GROK was developed by a team of radiologists and other medical imaging informatics professionals involved with radiation dose research at the Center for Evidence Based Imaging at Brigham and Women's Hospital in Boston, MA. More details about the scientific research using GROK, including presentations and publications, can be found at the CEBI GROK site.
It is derived from David Clunie's open source PixelMed Java DICOM toolkit and related Dose Utility application.
GROK extracts CT dose information from legacy dose report screens, including the anatomy irradiated at the dose-event level expressed in a standard (SNOMED-CT) terminology, and generates a database of the extracted information. It is also capable of creating DICOM CT Radiation Dose Structured Reports (RDSRs).
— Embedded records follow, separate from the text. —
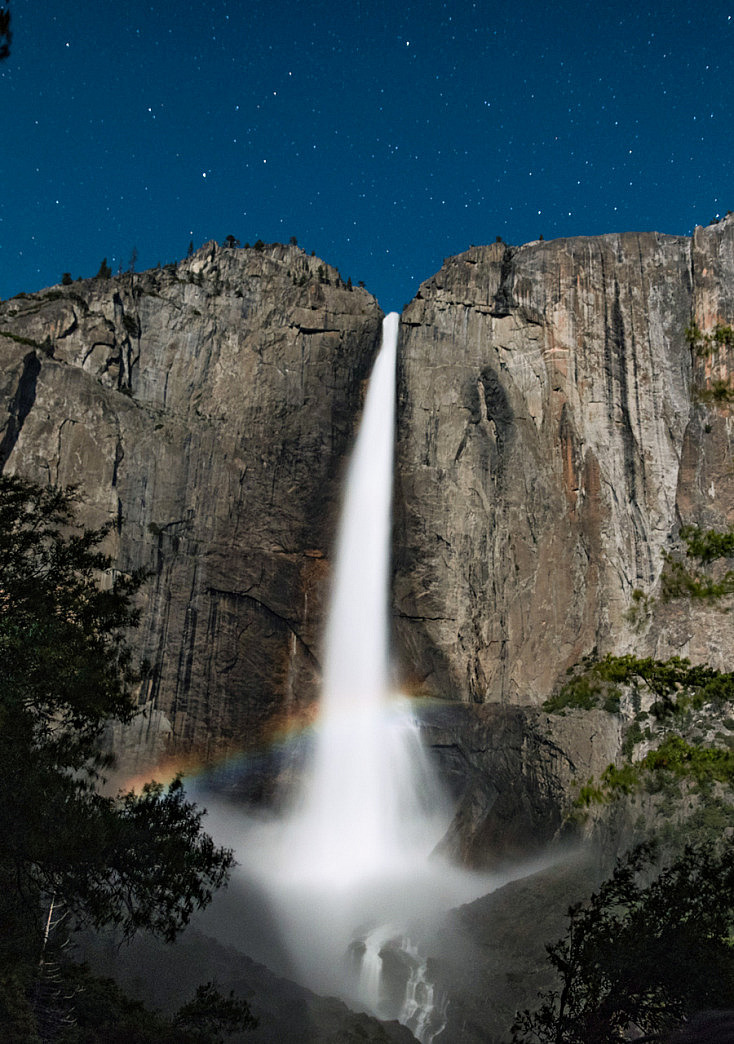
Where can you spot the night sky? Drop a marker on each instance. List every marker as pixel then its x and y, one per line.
pixel 383 136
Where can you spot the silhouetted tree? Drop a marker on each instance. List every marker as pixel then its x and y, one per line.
pixel 642 955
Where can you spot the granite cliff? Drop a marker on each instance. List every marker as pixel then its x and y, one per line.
pixel 552 439
pixel 555 429
pixel 207 407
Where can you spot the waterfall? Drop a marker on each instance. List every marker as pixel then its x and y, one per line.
pixel 369 776
pixel 348 871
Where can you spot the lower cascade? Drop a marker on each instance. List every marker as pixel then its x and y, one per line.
pixel 346 874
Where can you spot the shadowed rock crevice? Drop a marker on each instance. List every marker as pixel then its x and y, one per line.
pixel 20 406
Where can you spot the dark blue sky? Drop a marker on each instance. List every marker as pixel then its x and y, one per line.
pixel 383 136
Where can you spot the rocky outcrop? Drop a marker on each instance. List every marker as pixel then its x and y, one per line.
pixel 207 408
pixel 554 430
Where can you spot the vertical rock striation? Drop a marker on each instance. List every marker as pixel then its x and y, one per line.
pixel 207 407
pixel 551 439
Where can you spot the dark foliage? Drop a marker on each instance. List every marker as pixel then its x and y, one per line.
pixel 133 861
pixel 641 955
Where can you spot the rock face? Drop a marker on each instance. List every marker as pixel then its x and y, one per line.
pixel 210 406
pixel 554 431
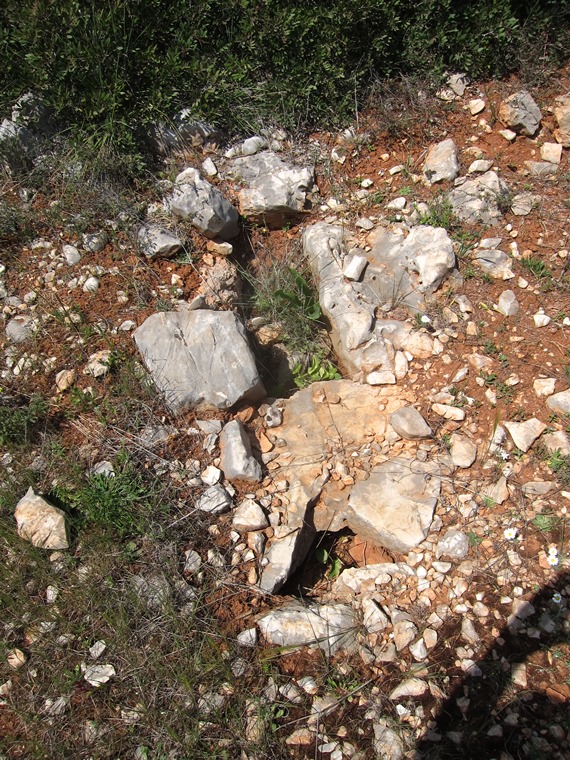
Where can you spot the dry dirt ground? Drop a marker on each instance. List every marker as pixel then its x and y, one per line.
pixel 96 418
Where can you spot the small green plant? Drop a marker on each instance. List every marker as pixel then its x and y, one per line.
pixel 120 502
pixel 503 391
pixel 318 369
pixel 18 418
pixel 473 538
pixel 440 214
pixel 332 563
pixel 301 296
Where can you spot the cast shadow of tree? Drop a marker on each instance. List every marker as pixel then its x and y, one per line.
pixel 519 719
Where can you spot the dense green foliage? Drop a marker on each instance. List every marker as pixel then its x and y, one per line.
pixel 112 65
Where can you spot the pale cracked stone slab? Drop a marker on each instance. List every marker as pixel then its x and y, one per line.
pixel 401 271
pixel 329 627
pixel 394 507
pixel 196 201
pixel 562 114
pixel 157 243
pixel 199 359
pixel 236 459
pixel 480 200
pixel 520 112
pixel 524 434
pixel 560 402
pixel 40 522
pixel 276 192
pixel 442 162
pixel 410 424
pixel 323 426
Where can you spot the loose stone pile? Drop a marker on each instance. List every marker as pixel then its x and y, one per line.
pixel 400 461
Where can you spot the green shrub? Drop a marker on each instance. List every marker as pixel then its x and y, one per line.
pixel 112 67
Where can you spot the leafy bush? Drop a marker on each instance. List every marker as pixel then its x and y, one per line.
pixel 114 67
pixel 18 420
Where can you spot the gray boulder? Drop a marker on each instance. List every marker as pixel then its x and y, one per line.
pixel 329 627
pixel 198 202
pixel 357 341
pixel 441 162
pixel 157 243
pixel 40 522
pixel 199 359
pixel 276 192
pixel 480 200
pixel 562 114
pixel 401 271
pixel 520 113
pixel 409 423
pixel 236 459
pixel 215 500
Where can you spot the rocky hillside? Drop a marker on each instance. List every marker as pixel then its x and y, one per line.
pixel 286 439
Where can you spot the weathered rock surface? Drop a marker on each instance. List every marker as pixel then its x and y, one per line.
pixel 236 460
pixel 157 243
pixel 199 359
pixel 40 522
pixel 323 426
pixel 480 199
pixel 520 112
pixel 394 507
pixel 442 162
pixel 249 516
pixel 494 262
pixel 215 500
pixel 562 114
pixel 409 423
pixel 463 451
pixel 401 271
pixel 19 329
pixel 560 402
pixel 524 434
pixel 365 581
pixel 198 202
pixel 329 627
pixel 276 192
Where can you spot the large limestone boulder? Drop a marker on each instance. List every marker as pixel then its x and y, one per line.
pixel 329 627
pixel 480 200
pixel 520 113
pixel 442 162
pixel 276 192
pixel 562 114
pixel 199 359
pixel 236 459
pixel 198 202
pixel 40 522
pixel 394 507
pixel 401 271
pixel 360 346
pixel 335 443
pixel 559 402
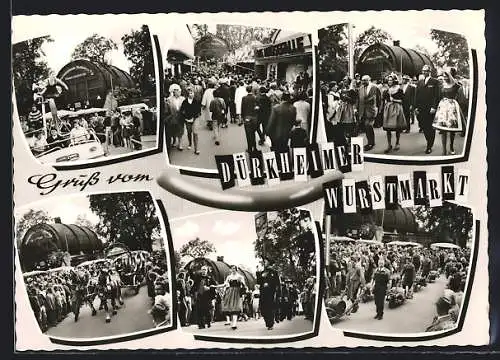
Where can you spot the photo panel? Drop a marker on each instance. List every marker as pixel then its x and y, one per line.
pixel 89 96
pixel 410 91
pixel 97 268
pixel 252 90
pixel 248 277
pixel 414 263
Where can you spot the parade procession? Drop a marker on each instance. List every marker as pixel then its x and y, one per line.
pixel 393 264
pixel 279 297
pixel 405 91
pixel 236 88
pixel 86 281
pixel 250 181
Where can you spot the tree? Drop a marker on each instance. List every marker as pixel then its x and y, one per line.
pixel 28 68
pixel 236 35
pixel 448 223
pixel 453 51
pixel 28 220
pixel 94 48
pixel 177 262
pixel 289 242
pixel 369 37
pixel 333 52
pixel 197 248
pixel 139 51
pixel 129 218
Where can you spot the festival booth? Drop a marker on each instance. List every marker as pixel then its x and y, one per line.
pixel 242 61
pixel 89 82
pixel 285 58
pixel 43 239
pixel 379 60
pixel 180 52
pixel 219 270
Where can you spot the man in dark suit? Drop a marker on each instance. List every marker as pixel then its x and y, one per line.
pixel 249 109
pixel 426 104
pixel 381 279
pixel 280 123
pixel 409 92
pixel 368 104
pixel 270 285
pixel 264 112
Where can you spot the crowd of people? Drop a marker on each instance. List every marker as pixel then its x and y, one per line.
pixel 357 105
pixel 217 98
pixel 110 128
pixel 362 272
pixel 56 293
pixel 202 301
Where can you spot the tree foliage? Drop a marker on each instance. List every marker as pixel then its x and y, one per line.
pixel 28 220
pixel 447 223
pixel 198 31
pixel 453 51
pixel 289 243
pixel 129 218
pixel 94 48
pixel 139 51
pixel 197 248
pixel 177 261
pixel 236 35
pixel 333 52
pixel 369 37
pixel 28 68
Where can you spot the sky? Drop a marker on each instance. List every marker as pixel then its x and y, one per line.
pixel 408 35
pixel 68 208
pixel 69 31
pixel 231 232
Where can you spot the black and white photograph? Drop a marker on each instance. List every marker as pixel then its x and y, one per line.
pixel 85 93
pixel 247 275
pixel 398 272
pixel 404 87
pixel 95 266
pixel 234 88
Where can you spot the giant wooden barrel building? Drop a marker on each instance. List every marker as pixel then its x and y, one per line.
pixel 91 81
pixel 42 239
pixel 379 60
pixel 219 270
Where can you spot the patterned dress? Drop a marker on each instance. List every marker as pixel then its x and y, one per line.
pixel 232 302
pixel 394 118
pixel 449 116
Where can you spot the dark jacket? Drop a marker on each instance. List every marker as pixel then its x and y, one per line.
pixel 409 97
pixel 281 121
pixel 265 107
pixel 249 107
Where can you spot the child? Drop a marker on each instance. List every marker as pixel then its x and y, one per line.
pixel 298 136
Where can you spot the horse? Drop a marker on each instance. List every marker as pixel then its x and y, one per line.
pixel 106 288
pixel 79 295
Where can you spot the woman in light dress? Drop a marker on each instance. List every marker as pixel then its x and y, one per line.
pixel 232 302
pixel 449 118
pixel 393 117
Experimental support for automated patient body habitus quantification, in equivalent centimeters of water diameter, based on image attenuation is also included.
Features:
(1) Pure Java implementation, can run on most platforms.
(2) Minimal hardware requirements. (1 GB ram, ~1 GB hard disk space recommended)
(3) Supports "legacy" dose screen captures from: GE, Philips, Siemens, and Toshiba.
(4) Native OCR capability. No extra software or OCR integration required.
(5) Directly queries DICOM image archive. No need to separately identify and retrieve dose screens.
(5) Automated extraction of information from *all* CT examinations on archive (e.g., patient name, accession number, manufacturer, scanner name, instituiton name, protocol name, etc.)
(6) For encounters with legacy dose screens, exposure parameters on the dose screen (e.g., CTDIvol, DLP, scan range, tube voltage, tube current, etc.) are also extracted.
(7) Anatomy assignment algorithms add the anatomic region irradiated to each non-topogram irradiation event on dose screens.
(8) Extracted information is recorded in a relational database. (PostgreSQL and Microsoft SQL Server support currently included.)
Requirements:
(1) Computer with Java. (1 GB of RAM and 1 GB hard drive space recommended.)
(2) DICOM image archive containing CT examinations.
(3) SQL database. (Tested with the freely available PostgreSQL 8.4 as well as Microsoft SQL Server 2005.)
(4) GROK. (Includes PixelMed toolkit and associated libraries).